Kickstarter is not the same as revealing enough information to allow others to duplicate your campaign. A provisional patent should be obtained before any foreign crowdfunding efforts are made. Failure to comply with this requirement can lead to a startup being unable to file for patent protection in several European and Asian countries. International marketing and sales efforts should include filing for foreign patent protection to prevent your idea from being copied overseas.
Losing control of your Idea
Non-disclosure agreements, used in traditional investing in protecting new ventures, are commonly used. Unfortunately, these agreements are usually not possible in crowdfunding. This increases the risk of stolen ideas that companies can steal with funding if they are not protected.

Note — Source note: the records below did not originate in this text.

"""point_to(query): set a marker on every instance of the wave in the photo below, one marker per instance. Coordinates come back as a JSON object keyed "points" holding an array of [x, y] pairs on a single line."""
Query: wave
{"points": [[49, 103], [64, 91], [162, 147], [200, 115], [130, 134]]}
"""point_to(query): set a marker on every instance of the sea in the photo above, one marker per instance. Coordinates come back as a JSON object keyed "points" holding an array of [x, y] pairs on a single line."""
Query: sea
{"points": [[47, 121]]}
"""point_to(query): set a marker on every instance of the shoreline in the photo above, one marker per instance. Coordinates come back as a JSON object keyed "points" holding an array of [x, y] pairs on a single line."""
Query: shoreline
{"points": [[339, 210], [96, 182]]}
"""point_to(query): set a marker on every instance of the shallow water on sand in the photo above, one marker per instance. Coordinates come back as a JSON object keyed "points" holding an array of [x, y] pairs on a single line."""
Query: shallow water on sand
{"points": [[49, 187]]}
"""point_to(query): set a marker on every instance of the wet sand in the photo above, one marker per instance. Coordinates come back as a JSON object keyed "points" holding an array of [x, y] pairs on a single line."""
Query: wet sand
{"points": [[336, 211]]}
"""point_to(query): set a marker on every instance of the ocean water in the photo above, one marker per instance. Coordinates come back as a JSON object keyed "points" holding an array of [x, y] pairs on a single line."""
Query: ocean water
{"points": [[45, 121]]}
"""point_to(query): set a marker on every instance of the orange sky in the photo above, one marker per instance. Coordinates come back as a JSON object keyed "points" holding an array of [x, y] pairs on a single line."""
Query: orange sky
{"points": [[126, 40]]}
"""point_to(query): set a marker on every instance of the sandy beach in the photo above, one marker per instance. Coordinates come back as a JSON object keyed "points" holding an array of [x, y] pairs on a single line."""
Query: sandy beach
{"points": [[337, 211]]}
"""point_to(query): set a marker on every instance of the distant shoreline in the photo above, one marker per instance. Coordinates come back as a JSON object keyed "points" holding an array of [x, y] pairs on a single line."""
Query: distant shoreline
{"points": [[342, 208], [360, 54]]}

It is paramount not to disclose too much information. You should also remove any trade secrets from project information. Also, be aware that user suggestions might not be just friendly advice. A comment is considered “intellectual property” and cannot be used without permission. The patent can be invalidated if it is not provided to everyone with a claim on the project. A lawyer is recommended if a comment contains a precious idea.
Losing your Brand
Although releasing project information via crowdfunding platforms such as Kickstarter is considered to be launching into the public domain, it can also pose a risk if a catch-name or trademark is used. The law states that only the first person to use a name or trademark is right. It is up to the interpretation of whether this includes crowdfunding. It is best to register your trademark before you launch a campaign to reduce the chance of someone else getting trademark protection. A trademark must also be registered in foreign countries, like the patent process.
Kickstarter can be an excellent way for investors to meet potential customers and help with an invention’s commercialization process at early stages. Kickstarter is a powerful marketing tool and helps you get your product to market quickly without incurring significant debt. However, because crowdfunding is complex, there are many intellectual property pitfalls that inventors need to know. Nevertheless, you can reap the benefits of crowdfunding while still owning your invention by carefully reviewing it, filing all necessary applications for intellectual property rights, such as patents, and understanding the terms and conditions of engagement with the crowdfunding platform.